On Wed, Nov 29, 2006 at 09:55:41AM +0000, tomas@tuxteam.de wrote:
> > It would be interesting to know what other causes there could be for
> > short writes.
>
> Interrupted system call?
>
> [Diclaimer: I assume provisions for that are taken, I just don't know
> the code around that spot and am just offering an answer to the above
> question]
Seems unlikely. Under BSD signal semantics (which PostgreSQL uses),
there is no such thing as an "interrupted system call". When a signal
happens, the system is supposed to restart the system call
automatically.
If this were a problem, we'd have seen it long before now I think.
> The problem arises from the fact that errno is only guaranteed to be set
> on a -1 return value. It'd be nice to have errno set on a short write
> too.
On return from a raw system call the there only one value. If >=0,
that's the return value. If <0, then errno is set to -result and -1 is
returned to the app. So you see, what you're suggesting isn't possible
without a completely different way to doing system calls.
Other interfaces, like async I/O have request blocks and can return
both an error status and a number of bytes.

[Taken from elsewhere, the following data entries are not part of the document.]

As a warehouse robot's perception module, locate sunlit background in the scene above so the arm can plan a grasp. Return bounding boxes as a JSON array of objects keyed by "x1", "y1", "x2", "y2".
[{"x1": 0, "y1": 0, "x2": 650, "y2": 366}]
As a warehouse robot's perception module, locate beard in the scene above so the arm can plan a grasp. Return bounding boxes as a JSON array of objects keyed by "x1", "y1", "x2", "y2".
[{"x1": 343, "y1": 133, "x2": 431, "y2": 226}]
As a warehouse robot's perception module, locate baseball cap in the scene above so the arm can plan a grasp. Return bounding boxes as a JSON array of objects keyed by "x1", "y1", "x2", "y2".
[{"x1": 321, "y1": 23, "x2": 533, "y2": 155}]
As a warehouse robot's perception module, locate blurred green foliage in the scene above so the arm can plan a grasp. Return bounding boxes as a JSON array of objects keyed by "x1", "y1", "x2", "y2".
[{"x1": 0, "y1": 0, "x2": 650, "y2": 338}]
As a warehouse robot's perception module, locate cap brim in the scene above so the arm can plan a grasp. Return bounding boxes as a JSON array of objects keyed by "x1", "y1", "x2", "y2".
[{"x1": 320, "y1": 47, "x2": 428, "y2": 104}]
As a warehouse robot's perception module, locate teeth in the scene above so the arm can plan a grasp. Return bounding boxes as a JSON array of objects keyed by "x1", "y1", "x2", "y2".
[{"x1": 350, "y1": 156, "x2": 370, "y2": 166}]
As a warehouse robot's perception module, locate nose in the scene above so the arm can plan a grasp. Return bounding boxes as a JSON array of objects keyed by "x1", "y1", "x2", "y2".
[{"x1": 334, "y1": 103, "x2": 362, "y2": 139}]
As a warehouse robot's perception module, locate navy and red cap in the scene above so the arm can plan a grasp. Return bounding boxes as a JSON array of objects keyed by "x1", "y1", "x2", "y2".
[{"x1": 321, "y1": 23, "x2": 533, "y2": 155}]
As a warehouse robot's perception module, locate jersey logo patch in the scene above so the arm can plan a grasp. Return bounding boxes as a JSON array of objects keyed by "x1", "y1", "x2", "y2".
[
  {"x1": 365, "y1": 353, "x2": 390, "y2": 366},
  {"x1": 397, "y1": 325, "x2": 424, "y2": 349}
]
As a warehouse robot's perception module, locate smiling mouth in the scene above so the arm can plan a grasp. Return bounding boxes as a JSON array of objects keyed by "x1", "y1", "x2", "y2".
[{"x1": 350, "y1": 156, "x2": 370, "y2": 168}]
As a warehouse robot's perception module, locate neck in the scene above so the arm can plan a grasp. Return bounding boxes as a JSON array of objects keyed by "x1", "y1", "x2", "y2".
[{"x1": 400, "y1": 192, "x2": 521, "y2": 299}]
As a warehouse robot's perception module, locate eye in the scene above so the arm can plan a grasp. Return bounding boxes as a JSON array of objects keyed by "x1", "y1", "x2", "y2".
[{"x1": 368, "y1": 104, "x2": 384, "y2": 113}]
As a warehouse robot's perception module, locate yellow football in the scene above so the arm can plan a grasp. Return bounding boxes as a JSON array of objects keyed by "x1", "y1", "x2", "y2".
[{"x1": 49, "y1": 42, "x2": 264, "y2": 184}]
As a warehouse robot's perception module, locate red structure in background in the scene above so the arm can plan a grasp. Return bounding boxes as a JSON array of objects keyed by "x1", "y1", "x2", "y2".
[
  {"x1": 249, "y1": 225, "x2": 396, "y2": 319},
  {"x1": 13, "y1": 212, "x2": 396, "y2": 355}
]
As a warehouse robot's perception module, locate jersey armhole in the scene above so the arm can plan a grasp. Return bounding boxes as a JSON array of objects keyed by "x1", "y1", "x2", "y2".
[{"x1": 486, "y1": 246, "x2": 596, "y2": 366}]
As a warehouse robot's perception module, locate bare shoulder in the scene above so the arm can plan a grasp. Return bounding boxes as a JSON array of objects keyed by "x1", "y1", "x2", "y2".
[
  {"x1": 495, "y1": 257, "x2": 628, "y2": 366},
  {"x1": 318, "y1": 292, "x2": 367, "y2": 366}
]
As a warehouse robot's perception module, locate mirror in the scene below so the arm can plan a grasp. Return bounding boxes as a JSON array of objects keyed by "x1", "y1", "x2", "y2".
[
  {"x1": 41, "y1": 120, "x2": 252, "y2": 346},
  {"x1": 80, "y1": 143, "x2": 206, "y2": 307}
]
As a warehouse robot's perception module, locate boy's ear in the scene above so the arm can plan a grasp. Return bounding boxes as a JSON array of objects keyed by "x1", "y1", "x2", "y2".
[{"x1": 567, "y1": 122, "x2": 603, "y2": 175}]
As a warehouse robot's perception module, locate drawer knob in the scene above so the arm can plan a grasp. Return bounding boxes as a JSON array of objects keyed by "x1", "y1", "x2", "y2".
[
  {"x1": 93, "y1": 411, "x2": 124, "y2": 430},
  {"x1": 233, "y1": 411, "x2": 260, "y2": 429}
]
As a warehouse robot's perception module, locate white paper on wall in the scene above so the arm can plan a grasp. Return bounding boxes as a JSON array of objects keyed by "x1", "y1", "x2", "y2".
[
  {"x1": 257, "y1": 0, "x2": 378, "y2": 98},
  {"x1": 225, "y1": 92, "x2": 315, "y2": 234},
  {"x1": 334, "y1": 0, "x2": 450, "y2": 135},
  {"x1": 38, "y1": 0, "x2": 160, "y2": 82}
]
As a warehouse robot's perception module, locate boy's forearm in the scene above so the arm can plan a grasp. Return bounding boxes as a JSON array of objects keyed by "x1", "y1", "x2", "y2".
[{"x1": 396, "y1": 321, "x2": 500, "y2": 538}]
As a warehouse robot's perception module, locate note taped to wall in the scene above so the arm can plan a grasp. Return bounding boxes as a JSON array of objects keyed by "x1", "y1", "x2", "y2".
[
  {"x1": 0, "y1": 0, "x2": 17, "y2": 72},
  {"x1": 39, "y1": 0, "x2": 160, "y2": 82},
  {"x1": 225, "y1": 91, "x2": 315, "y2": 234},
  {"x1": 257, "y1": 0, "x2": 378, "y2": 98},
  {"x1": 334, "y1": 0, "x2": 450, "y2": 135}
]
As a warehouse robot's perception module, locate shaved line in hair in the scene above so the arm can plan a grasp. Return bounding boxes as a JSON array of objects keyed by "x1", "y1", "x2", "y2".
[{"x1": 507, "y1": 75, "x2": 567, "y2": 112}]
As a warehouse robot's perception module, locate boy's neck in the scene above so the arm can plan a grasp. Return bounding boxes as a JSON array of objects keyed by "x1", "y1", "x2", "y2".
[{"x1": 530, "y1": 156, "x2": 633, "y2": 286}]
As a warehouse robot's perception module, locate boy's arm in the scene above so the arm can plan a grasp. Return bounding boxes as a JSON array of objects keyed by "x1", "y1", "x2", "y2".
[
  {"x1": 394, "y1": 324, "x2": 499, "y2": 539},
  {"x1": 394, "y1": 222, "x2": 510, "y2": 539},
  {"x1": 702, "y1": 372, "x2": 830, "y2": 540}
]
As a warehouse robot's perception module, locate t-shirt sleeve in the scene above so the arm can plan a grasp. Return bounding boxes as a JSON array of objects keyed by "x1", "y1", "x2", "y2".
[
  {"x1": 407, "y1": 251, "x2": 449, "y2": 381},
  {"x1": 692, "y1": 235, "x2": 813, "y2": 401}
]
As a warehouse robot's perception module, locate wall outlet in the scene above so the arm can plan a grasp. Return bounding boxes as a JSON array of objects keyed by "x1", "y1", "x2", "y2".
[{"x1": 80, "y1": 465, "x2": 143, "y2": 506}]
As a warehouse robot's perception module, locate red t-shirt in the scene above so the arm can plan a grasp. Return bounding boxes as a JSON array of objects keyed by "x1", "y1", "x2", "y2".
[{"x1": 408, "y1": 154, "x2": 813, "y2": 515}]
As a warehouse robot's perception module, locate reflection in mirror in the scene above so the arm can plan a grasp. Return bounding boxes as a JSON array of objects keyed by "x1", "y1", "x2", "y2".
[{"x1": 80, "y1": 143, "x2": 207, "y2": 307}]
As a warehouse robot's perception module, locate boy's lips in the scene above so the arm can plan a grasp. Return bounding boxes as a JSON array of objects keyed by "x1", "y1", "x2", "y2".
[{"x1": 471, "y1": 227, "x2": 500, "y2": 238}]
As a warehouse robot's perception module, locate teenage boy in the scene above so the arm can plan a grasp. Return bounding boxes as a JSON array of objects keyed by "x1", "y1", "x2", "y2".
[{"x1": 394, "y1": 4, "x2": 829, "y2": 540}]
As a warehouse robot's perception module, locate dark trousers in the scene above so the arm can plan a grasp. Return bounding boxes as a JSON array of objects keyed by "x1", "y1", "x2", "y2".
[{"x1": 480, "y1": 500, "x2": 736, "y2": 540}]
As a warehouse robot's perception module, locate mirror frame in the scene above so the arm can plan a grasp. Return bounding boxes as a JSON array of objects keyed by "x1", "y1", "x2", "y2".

> So the "right" answer might be to retry a write on a short write and only
> to bail out in the <=0 case (raising an "unspecified error" in the 0
> case). Ugh.
Possibly, but it'd still be nice to know what is causing the failure if
it's not disk full.
Have a nice day,
--
Martijn van Oosterhout <kleptog@svana.org> http://svana.org/kleptog/
> From each according to his ability. To each according to his ability to litigate.